"but you have received a spirit of adoption. When we cry, "Abba! Father!" 16 it is that very Spirit bearing witness with our spirit that we are children of God," (Romans 8: 15-16)
Where we start will determine where we end up.
I struggle with these texts for Pentecost and the way we have traditionally spoken of them. Often we have celebrated Pentecost, remembering God's gift of the Holy Spirit on that day, as though somehow the Spirit had simply been resting idle in heaven's back stage from the beginning till Pentecost, and then, as a Johnny come lately, showed up that day in Jerusalem. Not so.
And even more so I struggle with the theological implications of adoption language. I do not like it as an image for baptism. That God "adopts us" implies not only that we have become children of God, but also that there was a point when we were not children of God. The image of adoption distinguishes between birth parent and adoptive parent. It opens the door for a profoundly judgmental position that asserts that the baptized, and the baptized alone, are adopted as children of God. It is as though we were created by another, and then subsequently, claimed by God. And for everyone that God claims as his own, via the adoption of baptism, there are many more who simply remain 'unclaimed'. The lost.
I remember Linnea, crying in my office following a funeral sermon that I had just preached. The sermon was offered at the funeral of a young girl who I had baptized in the emergency room following an auto accident. She died shortly thereafter. In the sermon I focused on the promises of God tied to baptism. I thought it was a rich, Gospel based sermon. But Linnea cried. She was filled with deep grief, and to a degree, with anger.

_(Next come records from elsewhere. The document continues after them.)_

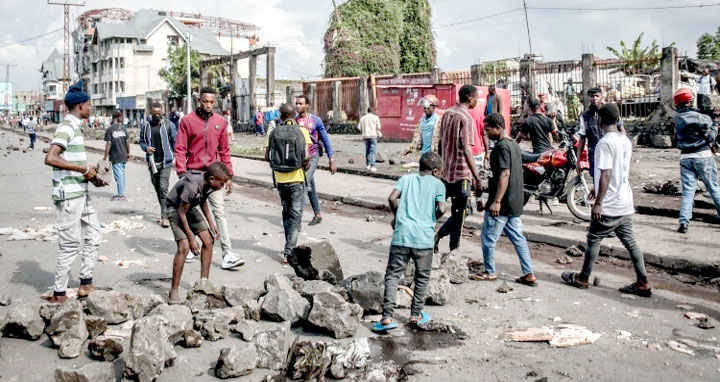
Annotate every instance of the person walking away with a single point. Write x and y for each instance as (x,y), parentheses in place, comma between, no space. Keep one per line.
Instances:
(78,225)
(417,201)
(538,127)
(590,130)
(315,127)
(201,140)
(369,126)
(189,215)
(696,134)
(613,209)
(289,157)
(117,148)
(457,139)
(427,132)
(505,203)
(158,141)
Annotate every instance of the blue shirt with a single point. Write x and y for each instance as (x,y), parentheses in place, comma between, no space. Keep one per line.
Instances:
(426,129)
(415,216)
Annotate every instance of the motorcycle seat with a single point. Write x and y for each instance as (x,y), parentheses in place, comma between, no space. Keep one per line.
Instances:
(529,157)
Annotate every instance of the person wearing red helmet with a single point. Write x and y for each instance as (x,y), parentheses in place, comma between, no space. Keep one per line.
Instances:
(695,136)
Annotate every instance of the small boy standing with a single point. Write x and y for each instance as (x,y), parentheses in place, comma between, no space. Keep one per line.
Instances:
(613,209)
(118,150)
(505,203)
(417,201)
(370,127)
(189,216)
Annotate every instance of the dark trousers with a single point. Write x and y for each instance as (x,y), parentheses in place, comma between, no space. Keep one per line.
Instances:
(161,182)
(622,227)
(458,192)
(399,258)
(292,197)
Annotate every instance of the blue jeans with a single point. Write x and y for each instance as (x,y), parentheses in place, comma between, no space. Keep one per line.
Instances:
(690,170)
(370,149)
(493,227)
(119,174)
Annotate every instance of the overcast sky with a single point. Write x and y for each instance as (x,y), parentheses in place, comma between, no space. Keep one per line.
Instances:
(297,27)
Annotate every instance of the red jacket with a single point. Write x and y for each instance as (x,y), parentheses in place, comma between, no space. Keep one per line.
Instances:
(200,143)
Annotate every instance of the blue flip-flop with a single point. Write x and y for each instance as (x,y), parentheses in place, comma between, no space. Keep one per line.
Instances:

Her second born child died unexpectedly at the age of about two weeks. Not expecting that Randall would die, they had not had him baptized. And their pastor simply said "what a tragedy". The child was lost. (I tend to believe that if ever there were grounds for charging a pastor with 'clergy malpractice, this would be one of them.) If baptism is adoption, then the unbaptized are not. It's a logical position. And it turns the grace of God and the promises of God into laws that condemn.
I don't like that.
In the beginning it was the Spirit of God that moved over the face of the waters, and was present in creation, breathing the breath of life into all of life. If we must speak of a beginning point for the gift of the Holy Spirit, the lets talk of the 'ruach', the wind, the breathe of God, his Spirit, that brings life itself to us. And having received this gift of the Spirit, the very breathe of life, we are born children of God.
One of my seminary professors, a charismatic, was invited to speak at an assembly of charismatic Christians. The requested topic was the Spirit in the Bible. He related that the group was surprised because, rather than focus on Pentecost, the bulk of his study was on Creation.
As the Spirit of God rushed through that place at Pentecost, it was a continuation of the work of the Spirit begun in creation. It is a time to remember that the Spirit of God has been with us from the beginning and remains with us til the end.
And that we are indeed Children of God, because by the power of the Holy Spirit we were created, and filled with the very breathe of God.